Leo Carson
Senior Architect

“I’ve always liked making things. My parents say that when I was a kid, everyone else would get toys for Christmas but I got boxes and sticky tape and junk from the tip.”

“I’ve come to ARM after working on the Sydney Metro Northwest rail link since 2015. I led multiple packages of the work, including the main station canopies, and I started during the design stages and continued through to final handover when the first trains ran. On a job that big, you have to take on however much responsibility falls on you. It’s expected.

It was a fantastic opportunity because it prepared me for a project as important as the Sydney Opera House Concert Hall Renewal. I’m leading the delivery stage of ARM’s work at Opera House. Construction starts in February 2020 so I’m managing our subconsultants and working with the contractors and fabricators to get everything triple checked, cross checked and coordinated and ready to start.
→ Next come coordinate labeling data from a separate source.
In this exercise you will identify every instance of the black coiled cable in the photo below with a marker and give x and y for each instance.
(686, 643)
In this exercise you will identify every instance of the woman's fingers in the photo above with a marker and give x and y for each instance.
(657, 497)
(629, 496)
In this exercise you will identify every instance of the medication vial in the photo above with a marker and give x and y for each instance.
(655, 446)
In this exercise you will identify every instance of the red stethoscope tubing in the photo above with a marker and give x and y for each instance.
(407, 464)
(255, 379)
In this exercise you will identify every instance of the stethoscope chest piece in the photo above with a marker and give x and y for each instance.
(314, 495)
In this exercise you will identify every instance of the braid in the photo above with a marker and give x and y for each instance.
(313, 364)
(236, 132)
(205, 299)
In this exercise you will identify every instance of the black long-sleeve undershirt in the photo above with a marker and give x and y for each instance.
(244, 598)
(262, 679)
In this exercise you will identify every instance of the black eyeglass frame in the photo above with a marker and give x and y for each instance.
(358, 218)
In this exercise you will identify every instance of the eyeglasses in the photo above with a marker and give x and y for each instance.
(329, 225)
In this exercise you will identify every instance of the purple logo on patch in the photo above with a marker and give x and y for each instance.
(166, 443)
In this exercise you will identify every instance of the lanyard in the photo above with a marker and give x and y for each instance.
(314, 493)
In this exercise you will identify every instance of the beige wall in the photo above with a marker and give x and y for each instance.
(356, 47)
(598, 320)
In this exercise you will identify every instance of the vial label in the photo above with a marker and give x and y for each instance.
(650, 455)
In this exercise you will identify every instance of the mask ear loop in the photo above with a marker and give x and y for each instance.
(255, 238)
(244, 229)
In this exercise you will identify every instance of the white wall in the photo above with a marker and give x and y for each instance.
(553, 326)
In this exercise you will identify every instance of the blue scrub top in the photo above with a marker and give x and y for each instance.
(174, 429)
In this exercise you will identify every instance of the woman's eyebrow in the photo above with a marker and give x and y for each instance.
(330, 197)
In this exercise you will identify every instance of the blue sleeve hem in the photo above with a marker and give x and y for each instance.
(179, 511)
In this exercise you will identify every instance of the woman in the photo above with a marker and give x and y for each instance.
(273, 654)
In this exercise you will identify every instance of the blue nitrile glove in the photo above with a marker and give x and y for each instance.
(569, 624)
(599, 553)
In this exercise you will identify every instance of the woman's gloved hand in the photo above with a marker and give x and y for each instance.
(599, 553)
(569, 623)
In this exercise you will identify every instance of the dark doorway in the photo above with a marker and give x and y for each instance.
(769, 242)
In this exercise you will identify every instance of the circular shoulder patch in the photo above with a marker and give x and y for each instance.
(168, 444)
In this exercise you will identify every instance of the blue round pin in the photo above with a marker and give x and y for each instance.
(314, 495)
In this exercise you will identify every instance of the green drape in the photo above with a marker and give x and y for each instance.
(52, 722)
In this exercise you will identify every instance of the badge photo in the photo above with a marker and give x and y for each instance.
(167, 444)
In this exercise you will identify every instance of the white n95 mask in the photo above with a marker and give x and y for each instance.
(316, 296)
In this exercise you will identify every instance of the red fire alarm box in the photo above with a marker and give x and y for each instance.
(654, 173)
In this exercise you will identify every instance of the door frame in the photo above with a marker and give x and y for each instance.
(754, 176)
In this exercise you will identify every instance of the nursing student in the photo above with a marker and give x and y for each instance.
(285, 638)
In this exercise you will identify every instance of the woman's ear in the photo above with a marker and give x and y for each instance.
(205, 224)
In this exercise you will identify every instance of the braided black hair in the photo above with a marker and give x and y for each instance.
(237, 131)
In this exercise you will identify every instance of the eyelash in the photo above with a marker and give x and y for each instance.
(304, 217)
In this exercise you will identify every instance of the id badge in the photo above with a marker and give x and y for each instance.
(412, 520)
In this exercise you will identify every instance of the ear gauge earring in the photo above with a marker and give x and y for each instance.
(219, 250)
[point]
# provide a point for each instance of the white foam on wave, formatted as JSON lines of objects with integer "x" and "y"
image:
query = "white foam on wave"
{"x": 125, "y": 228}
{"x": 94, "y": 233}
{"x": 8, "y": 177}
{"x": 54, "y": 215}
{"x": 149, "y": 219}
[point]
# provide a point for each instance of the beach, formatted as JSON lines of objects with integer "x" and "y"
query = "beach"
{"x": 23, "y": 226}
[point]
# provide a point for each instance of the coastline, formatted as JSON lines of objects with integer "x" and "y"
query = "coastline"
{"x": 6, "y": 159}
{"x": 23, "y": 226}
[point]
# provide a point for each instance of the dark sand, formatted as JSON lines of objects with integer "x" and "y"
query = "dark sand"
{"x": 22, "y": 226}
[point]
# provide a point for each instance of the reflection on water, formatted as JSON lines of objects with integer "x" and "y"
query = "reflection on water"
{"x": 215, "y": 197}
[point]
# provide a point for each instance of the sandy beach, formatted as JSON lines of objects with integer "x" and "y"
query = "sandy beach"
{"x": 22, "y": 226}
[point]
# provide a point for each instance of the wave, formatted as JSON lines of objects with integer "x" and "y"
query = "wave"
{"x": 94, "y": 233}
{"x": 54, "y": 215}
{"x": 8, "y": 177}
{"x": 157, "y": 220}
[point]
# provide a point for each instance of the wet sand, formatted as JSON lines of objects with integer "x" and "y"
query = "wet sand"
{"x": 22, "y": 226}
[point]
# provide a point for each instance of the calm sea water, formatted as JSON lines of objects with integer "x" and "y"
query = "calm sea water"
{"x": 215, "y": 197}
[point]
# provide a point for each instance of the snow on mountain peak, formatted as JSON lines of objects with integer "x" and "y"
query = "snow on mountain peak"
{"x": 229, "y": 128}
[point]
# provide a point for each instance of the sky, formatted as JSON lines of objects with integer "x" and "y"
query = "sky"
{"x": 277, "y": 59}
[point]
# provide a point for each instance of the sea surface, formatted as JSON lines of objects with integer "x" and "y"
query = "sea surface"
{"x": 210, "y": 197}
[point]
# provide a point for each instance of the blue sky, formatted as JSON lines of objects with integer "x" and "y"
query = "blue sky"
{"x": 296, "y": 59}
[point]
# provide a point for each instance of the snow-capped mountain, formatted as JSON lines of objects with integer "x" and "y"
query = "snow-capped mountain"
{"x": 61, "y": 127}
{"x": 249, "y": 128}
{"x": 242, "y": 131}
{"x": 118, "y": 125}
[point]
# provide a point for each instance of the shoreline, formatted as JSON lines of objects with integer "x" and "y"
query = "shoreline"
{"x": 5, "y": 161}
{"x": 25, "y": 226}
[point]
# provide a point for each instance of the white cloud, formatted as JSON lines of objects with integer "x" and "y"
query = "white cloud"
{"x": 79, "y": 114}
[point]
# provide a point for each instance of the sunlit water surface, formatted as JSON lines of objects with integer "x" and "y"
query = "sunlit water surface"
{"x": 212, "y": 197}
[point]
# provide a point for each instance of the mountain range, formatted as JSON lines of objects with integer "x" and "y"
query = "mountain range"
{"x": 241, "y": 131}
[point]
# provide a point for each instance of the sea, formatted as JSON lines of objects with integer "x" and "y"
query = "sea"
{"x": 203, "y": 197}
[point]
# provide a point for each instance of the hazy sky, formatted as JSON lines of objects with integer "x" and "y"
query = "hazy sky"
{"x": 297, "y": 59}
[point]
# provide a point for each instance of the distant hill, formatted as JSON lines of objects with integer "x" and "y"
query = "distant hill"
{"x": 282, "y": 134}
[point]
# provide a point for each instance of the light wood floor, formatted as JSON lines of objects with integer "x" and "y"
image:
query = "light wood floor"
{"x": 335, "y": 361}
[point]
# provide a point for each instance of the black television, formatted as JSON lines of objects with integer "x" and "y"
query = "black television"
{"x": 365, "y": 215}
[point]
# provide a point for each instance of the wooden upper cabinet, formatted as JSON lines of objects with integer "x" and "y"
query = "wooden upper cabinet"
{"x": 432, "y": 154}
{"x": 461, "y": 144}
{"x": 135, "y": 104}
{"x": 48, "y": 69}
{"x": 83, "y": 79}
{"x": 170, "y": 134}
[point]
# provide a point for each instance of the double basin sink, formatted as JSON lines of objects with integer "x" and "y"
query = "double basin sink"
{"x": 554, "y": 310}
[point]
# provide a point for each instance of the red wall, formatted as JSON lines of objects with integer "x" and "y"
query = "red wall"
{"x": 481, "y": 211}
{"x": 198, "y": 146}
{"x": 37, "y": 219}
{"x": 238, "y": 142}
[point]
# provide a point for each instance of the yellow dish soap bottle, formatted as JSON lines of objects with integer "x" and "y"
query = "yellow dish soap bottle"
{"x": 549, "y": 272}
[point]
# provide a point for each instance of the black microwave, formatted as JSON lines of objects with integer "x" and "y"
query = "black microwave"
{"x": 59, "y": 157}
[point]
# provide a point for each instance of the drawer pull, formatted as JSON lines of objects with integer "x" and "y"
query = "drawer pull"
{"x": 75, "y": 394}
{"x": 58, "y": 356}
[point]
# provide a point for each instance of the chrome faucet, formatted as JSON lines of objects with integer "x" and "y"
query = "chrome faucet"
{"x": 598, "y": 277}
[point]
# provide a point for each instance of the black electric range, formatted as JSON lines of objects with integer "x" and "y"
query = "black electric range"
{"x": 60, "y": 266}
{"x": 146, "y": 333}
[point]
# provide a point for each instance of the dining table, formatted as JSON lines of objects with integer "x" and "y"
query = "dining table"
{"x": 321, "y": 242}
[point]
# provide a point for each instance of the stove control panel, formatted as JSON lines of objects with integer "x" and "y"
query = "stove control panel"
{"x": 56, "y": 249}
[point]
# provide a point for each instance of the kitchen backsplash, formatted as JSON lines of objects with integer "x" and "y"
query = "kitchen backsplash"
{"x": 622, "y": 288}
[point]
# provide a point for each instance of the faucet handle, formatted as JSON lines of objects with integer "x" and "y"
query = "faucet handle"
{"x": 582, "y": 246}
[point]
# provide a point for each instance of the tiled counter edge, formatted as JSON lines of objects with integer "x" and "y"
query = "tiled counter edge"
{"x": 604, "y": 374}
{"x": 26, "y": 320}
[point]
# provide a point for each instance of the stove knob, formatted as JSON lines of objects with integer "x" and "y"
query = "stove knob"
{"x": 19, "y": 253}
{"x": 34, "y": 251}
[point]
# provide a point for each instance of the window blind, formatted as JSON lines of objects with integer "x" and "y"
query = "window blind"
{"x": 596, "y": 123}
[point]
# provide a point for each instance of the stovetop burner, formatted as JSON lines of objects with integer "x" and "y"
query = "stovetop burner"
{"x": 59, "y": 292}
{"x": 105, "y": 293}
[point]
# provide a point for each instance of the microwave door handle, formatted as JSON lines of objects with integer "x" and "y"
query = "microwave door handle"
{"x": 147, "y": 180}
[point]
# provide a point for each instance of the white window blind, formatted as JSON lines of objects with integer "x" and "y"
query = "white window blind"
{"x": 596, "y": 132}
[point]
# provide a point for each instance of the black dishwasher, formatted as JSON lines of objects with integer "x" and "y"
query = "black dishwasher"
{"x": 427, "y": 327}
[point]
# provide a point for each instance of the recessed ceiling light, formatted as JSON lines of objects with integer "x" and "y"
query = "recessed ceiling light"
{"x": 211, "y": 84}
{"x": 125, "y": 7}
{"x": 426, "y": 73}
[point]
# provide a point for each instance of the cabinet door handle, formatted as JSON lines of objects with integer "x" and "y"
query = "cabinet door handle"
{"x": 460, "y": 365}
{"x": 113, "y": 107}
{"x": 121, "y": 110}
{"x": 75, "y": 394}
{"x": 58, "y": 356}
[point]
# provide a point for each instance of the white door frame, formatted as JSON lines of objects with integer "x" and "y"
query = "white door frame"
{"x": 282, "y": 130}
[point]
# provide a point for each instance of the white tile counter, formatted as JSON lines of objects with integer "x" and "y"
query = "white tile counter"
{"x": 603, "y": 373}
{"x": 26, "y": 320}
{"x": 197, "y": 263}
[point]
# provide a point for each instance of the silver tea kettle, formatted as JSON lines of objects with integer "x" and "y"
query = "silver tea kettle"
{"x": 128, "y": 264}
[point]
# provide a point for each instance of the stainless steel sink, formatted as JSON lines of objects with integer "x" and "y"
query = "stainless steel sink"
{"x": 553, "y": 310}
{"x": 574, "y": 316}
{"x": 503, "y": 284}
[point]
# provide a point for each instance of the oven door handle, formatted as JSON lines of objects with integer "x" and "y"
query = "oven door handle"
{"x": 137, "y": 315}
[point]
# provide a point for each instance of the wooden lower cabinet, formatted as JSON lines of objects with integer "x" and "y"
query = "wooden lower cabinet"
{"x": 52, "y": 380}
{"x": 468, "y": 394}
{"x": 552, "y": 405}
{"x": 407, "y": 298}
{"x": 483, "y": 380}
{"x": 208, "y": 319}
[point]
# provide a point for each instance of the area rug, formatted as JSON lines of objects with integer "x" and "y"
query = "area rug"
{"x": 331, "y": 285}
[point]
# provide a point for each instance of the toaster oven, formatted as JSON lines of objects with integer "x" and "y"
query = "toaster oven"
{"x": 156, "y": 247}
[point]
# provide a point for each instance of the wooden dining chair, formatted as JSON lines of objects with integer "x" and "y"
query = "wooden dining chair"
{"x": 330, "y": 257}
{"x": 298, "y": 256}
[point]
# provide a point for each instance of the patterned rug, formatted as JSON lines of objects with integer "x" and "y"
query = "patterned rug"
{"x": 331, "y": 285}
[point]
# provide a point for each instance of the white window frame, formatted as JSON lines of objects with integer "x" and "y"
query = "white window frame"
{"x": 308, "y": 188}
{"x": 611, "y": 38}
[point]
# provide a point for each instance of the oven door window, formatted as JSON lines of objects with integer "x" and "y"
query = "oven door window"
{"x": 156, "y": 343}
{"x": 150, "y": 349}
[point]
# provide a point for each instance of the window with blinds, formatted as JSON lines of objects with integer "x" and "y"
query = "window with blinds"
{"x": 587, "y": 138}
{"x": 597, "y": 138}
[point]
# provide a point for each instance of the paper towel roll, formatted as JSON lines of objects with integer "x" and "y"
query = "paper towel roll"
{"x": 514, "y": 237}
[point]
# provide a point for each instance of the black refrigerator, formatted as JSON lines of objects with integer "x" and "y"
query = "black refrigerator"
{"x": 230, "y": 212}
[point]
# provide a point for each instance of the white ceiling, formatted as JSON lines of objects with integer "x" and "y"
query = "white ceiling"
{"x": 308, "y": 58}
It’s great to come to a practice with real architectural culture and cultural projects. ARM’s Sydney office is growing and it’s a gem of a place to work. People are genuine and relaxed and it’s easy to talk to everyone and ask questions.

I’ve always liked making things. I got to grow up in the bush so there was always something to fix around the property. My parents say that when I was a kid, everyone else would get toys for Christmas but I got boxes and sticky tape and junk from the tip. Things that I could take apart, like old televisions. As an adult, I built bikes for five or six years and now I’m repairing coffee machines. I’ve just bought one to fix up for the office. It’s not a full-on commercial one but it’s pretty close.

I’m not a typical-looking architect. I grew up around the academic side of architecture with my dad teaching industrial design at university, but I chose a different direction. Because I’m like that, I’ve often been the intermediary between a contractor and a big architecture firm. Over time, I have developed my own style and skills for negotiating on site, and it helps that sometimes people don’t think of me as an architect.

It also helps that when I was growing up all my mates were farmers. Their families had huge properties with cattle and a lot of them became builders and plumbers, so I worked with them. I’ve been on construction sites since I was about 15.

I hope that people will start to realise the misdirected ways we’ve shaped our built environment over the last 50 or 60 years. We’ve been going down a path of mass production and standardisation, but quality of space defines quality of life, which is more important than the current drivers like money and contracts. Hopefully I can be a part of helping people think on the right track again.”